There are five ways to make money from real estate, and if the formula is correct, you will make money from your property.

Capital growth:

Your properties will need to increase in value at a wealth-building rate in order to create a healthy asset base. This will be driven by high demand from owner-occupied properties (which increase property values) and by tenants (who help pay your mortgage).

Cash flow:

Simply speaking your rent.

Tax benefits:

However, this is not the only reason you should invest; a well-thought-out tax plan can also help you manage cash flow, reduce your tax liabilities and boost your profits.

Accelerated growth:

One of the best ways to generate capital growth is to invest in properties that need a bit of a makeover, whether that’s in the form of renovations or a full rebuild through property development.

Inflation: 

Property investors have figured out that it’s not as easy to make money as it is to make money with cash.

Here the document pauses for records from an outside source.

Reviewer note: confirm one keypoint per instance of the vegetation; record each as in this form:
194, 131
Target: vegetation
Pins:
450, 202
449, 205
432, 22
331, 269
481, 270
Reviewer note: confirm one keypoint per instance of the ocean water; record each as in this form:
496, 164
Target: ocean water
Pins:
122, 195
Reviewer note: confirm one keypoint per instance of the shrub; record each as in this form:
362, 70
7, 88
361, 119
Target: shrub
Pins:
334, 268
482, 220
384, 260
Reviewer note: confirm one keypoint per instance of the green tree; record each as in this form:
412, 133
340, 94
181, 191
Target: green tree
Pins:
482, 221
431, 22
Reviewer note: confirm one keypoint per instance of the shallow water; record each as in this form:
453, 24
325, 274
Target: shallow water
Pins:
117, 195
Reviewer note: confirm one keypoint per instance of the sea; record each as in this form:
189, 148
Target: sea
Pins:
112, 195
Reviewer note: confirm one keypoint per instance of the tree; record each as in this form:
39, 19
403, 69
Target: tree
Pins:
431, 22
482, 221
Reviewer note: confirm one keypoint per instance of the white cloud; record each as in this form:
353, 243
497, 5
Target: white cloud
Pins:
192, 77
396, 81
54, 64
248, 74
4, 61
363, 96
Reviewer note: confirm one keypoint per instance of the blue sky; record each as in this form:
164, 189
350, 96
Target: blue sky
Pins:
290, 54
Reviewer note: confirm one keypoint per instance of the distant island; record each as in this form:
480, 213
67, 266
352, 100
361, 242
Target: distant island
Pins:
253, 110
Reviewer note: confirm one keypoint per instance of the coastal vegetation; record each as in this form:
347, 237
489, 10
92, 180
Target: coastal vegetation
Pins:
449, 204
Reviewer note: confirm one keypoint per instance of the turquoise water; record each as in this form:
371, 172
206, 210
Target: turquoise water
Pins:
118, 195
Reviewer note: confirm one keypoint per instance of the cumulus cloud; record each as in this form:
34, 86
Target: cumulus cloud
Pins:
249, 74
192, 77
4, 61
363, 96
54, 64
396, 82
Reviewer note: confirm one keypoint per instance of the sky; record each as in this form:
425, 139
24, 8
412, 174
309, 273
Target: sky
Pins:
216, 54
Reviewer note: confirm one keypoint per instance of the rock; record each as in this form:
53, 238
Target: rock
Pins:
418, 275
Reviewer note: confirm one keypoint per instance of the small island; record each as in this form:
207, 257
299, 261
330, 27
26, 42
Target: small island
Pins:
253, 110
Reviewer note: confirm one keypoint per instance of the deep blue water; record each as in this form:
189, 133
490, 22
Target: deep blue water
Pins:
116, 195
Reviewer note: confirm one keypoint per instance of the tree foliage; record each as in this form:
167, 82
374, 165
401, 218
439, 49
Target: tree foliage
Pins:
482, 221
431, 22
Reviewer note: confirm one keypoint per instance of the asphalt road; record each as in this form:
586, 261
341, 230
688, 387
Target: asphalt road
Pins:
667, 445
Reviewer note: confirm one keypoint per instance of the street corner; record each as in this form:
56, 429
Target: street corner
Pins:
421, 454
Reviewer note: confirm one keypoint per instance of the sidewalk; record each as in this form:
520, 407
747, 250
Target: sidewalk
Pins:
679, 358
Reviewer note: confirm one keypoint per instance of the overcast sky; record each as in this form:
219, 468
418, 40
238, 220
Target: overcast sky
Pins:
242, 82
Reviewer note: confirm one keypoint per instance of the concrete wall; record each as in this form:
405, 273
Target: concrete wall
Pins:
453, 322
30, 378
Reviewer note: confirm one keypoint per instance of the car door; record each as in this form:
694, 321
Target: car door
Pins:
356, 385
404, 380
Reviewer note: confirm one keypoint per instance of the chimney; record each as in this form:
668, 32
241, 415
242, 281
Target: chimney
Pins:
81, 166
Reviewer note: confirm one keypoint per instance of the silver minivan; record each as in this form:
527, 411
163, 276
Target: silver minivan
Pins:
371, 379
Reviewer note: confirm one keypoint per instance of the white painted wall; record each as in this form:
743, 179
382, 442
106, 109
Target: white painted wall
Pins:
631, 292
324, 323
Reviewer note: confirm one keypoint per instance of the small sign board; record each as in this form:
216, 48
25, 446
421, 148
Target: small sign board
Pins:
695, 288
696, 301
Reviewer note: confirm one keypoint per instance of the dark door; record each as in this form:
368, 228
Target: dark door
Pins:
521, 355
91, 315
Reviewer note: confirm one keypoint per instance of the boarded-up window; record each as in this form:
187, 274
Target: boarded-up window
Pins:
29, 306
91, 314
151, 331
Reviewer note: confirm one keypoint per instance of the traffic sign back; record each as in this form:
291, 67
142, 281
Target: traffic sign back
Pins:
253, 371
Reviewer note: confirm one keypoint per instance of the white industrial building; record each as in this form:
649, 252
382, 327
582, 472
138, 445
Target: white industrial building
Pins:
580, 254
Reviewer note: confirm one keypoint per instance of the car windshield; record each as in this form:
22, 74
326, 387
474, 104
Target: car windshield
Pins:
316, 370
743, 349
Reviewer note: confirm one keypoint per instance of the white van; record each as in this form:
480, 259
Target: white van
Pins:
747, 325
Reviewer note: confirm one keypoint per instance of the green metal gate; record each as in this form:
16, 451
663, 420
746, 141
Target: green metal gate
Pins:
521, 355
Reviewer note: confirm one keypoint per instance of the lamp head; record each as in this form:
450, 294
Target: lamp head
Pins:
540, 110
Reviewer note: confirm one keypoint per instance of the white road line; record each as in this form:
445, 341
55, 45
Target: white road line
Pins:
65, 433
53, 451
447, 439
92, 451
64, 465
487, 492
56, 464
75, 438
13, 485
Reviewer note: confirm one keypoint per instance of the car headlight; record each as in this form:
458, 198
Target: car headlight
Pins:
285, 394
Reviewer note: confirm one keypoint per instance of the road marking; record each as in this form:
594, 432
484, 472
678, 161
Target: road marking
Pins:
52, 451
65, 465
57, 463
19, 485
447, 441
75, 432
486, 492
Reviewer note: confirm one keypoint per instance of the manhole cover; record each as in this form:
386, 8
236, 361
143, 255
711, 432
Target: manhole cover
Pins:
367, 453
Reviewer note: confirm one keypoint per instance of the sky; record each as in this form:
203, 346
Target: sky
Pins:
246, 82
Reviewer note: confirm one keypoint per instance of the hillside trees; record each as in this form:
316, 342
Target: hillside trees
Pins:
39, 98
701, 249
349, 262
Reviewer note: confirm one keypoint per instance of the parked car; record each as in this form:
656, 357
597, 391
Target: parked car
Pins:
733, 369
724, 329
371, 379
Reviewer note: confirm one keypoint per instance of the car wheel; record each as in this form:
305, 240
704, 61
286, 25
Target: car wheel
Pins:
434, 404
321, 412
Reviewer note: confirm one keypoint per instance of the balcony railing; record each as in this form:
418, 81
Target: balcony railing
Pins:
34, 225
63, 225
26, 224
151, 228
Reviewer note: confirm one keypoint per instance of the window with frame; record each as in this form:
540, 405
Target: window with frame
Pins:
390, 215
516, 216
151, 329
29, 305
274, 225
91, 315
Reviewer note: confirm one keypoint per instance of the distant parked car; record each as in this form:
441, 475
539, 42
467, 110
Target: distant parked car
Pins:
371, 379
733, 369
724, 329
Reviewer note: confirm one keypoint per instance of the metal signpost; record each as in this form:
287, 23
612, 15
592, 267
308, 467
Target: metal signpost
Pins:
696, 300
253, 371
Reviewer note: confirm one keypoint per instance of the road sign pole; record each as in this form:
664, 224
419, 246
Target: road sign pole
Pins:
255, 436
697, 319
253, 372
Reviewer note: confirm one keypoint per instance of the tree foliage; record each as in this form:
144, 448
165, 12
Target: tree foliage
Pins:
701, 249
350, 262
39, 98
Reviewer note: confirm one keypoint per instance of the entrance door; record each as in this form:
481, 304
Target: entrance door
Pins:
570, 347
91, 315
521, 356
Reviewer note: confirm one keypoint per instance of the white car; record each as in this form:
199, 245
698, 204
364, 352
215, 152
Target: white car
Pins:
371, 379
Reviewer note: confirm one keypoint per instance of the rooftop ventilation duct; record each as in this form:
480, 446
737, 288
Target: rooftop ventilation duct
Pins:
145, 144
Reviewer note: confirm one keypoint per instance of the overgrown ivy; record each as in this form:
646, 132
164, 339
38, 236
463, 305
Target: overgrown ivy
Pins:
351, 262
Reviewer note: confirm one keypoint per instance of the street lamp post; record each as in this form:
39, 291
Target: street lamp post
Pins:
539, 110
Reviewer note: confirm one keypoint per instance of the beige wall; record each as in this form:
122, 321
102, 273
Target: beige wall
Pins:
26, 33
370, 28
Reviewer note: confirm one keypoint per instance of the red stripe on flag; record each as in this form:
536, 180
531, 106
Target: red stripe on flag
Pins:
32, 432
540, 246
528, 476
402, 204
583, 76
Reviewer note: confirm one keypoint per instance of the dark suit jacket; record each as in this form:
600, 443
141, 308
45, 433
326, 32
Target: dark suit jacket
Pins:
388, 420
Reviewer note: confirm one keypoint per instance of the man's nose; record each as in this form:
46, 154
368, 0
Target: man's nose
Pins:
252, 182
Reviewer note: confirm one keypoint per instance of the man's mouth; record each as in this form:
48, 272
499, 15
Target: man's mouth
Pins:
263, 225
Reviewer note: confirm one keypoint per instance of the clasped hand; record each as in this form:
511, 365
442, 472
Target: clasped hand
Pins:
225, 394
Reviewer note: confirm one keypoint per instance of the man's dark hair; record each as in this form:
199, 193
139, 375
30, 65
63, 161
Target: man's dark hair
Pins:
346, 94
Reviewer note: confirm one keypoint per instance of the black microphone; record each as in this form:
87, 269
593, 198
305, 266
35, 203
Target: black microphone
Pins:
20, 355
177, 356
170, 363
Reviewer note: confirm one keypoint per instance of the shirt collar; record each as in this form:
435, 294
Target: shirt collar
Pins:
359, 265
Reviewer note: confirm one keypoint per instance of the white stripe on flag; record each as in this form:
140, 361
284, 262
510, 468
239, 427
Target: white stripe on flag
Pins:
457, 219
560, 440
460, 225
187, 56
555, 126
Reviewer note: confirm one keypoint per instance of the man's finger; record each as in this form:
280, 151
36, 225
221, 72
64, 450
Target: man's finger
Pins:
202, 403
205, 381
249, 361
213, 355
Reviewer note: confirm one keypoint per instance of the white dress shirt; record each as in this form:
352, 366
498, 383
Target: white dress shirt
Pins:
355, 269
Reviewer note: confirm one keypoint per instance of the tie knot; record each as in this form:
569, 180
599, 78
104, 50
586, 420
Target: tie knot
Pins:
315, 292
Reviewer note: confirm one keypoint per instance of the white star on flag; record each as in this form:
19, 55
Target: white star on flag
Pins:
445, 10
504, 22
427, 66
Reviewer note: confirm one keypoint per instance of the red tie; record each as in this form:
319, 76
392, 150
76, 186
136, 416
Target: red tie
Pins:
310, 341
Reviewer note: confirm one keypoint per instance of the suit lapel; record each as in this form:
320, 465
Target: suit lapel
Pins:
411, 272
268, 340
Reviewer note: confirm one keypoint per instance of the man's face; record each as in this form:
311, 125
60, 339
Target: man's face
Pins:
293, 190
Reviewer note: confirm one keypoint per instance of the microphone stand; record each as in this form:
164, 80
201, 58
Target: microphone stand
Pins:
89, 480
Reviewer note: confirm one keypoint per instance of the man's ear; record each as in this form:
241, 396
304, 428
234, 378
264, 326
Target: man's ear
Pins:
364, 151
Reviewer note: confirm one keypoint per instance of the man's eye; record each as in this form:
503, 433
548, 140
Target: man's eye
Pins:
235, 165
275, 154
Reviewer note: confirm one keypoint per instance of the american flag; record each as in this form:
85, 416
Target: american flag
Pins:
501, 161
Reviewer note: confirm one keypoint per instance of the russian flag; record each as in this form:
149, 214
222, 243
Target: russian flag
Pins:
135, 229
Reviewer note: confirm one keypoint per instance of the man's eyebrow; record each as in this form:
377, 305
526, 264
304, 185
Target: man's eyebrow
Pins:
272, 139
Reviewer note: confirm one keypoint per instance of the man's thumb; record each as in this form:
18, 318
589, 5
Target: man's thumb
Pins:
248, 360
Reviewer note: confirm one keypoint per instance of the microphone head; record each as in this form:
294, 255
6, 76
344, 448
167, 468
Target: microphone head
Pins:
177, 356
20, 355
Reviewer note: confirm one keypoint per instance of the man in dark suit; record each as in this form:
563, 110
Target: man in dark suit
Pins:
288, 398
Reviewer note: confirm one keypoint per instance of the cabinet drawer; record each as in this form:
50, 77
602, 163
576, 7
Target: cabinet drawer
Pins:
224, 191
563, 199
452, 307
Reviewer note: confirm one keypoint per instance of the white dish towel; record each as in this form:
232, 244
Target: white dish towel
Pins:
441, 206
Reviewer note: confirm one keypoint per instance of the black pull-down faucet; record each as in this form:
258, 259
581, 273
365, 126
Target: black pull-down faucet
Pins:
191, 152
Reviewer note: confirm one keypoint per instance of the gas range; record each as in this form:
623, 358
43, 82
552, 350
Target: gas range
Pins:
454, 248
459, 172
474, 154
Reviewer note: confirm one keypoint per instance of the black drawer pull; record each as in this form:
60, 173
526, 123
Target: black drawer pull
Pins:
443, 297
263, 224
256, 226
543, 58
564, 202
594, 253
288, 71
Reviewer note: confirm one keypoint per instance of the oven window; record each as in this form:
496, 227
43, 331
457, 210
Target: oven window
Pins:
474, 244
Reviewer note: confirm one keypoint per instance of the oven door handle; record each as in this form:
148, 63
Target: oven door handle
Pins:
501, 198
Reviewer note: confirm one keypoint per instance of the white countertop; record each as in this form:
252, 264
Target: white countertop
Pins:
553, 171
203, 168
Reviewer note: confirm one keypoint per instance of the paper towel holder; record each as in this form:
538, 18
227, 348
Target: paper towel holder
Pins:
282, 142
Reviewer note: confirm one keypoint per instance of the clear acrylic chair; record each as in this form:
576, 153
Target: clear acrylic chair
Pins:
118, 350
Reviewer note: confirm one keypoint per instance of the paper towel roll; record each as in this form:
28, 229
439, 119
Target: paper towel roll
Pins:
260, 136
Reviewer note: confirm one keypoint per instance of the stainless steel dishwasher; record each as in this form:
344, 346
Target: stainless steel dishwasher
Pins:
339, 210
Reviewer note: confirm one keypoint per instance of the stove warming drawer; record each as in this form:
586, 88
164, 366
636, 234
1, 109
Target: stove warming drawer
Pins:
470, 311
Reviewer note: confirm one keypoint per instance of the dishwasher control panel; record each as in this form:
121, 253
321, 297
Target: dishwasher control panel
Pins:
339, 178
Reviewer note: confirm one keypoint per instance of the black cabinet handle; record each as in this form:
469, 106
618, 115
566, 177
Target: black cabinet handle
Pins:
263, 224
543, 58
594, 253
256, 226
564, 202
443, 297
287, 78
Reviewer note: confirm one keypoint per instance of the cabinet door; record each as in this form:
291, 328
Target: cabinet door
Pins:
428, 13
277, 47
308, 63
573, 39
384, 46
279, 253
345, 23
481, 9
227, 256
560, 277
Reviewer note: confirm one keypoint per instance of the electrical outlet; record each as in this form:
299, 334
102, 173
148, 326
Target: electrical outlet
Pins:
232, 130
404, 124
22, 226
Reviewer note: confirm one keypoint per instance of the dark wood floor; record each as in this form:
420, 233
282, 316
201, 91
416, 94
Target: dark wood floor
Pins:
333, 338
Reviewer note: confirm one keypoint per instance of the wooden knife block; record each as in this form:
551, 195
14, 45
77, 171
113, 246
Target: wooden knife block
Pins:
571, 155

They’ve figured out that they’re better off using other people’s money as leverage and gear — in other words, taking out a mortgage. Over time, however, that mortgage becomes less valuable as inflation eats away at it. For instance, let’s say you take out a $400k mortgage on a $500k property today. Ten years from now, your property could cost $1m and you’d still owe $400k (assuming interest only payments). However, in ten years, that $400k won’t be worth nearly as much as it would be due to inflation.